Publicada en Revista Capital, 10 de julio de 2017 y en La Segunda, 5 de agosto de 2017
Chile emite un modesto 0,22% de las emisiones totales de gases de efecto invernadero. Ante tan magra cifra, son muchos los empresarios, políticos y editorialistas que argumentan que no debiésemos preocuparnos mayormente del asunto. Hagamos lo que hagamos, sostienen, nuestro esfuerzo no será suficiente para inclinar la balanza global. A su juicio, esta es una pelea de perros grandes –China, Estados Unidos, India- y no tiene sentido que pongamos en riesgo nuestra competitividad si de todo modos no haremos una diferencia.
Es cierto que cualesquiera metas de reducción que nos fijemos serán insuficientes para reflejarse en los balances globales, pero concluir a partir de ello que podemos eximirnos de las metas es falaz por al menos dos razones.
La primera es que, desde un punto de vista atmosférico, lo que se llama Chile no es más que una frontera política arbitraria. A ojos de la atmósfera, no hay países ni entidades políticas, solo chimeneas, tubos de escape y áreas de deforestación distribuidas a lo largo del globo. Si con el pretexto de nuestra participación minoritaria en el concierto internacional nos excusáramos de cualquier meta de reducción, toda unidad geográfica podría buscar su propia esfera de pertenencia respecto de la cual representa una proporción minoritaria.
Por ejemplo, Estados Unidos es el segundo emisor mundial, pero un ciudadano de Alabama podría argumentar que su estado emite tan sólo el 0,2% mundial. Podría también sostener que la verdadera responsabilidad la tienen los estados industriales del noreste y los petroleros del sur. A su turno, un ciudadano de Austin Texas podría esgrimir que su comunidad, una ciudad universitaria y de servicios, representa una fracción menor dentro de Texas. La verdadera madre del cordero, a su modo de ver, yace en núcleos industriales como Houston. Dentro de Houston, las industrias livianas podrán achacar la carga a las petroquímicas, y suma y sigue. Toda entidad política podría buscar “eximición” como parte de alguna fracción minoritaria a la que pertenece.
La segunda razón es análoga a la réplica habitual a la idea de que no vale la pena votar porque nuestro sufragio es tan solo uno más entre millones: “imagina que todos hicieran lo mismo”. Aunque con una diferencia: en el caso de las emisiones de gases de efecto invernadero, sí es cierto. En una elección, nuestro voto muy difícilmente será dirimente. Es muy importante votar, pero no por su impacto propiamente electoral. Ese hipotético “imagina que todos hicieran lo mismo” no es la encrucijada real a la que se enfrenta quien prefiere permanecer en la comodidad de su sofá ese domingo en la mañana. Vote o no vote, el ganador será el mismo. El “imagina” no cambia nada.

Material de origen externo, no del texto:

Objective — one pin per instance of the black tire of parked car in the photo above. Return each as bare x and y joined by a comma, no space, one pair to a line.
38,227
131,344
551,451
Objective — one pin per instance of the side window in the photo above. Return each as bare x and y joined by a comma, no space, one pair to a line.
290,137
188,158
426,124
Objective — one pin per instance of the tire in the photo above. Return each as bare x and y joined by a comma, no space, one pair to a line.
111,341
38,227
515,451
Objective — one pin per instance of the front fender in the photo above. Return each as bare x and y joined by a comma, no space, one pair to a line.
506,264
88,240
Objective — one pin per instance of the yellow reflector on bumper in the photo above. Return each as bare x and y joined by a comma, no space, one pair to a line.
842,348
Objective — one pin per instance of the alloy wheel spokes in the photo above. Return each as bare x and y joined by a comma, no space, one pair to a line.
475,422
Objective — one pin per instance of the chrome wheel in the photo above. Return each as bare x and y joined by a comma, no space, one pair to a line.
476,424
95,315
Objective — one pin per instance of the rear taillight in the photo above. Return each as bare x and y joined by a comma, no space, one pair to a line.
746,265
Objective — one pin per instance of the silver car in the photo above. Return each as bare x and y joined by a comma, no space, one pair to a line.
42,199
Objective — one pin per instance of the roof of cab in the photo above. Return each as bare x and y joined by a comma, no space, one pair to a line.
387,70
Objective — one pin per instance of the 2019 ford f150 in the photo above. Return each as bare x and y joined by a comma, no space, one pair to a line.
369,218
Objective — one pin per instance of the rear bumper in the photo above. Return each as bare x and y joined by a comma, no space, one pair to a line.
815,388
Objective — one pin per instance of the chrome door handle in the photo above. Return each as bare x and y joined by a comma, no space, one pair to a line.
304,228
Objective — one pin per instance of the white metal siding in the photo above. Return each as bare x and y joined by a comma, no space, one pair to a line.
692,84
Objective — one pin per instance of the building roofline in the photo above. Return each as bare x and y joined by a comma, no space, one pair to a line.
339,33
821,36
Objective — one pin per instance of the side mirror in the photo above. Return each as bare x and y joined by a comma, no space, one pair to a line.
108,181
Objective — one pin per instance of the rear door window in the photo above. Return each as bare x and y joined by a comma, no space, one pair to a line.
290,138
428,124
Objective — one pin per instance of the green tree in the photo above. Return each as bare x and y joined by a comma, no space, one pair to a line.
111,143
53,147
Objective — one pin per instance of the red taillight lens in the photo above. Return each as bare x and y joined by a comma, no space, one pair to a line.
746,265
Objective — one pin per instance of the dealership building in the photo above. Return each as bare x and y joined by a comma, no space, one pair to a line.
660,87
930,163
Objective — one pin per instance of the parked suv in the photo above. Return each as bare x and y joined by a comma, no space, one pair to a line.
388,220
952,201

En el caso de las emisiones, por el contrario, cada gramo de carbono evitado es un gramo menos en la atmósfera. No es ética teórica, no es una disquisición filosófica, es balance de masa puro y duro. Y es en el sentido más físico posible que la composición de la atmósfera resulta de la suma de millones de decisiones individuales. Así las cosas, en La Ruta Natural creemos que lo que vale a nivel personal, lo vale a nivel familiar, vecinal y, desde luego, nacional.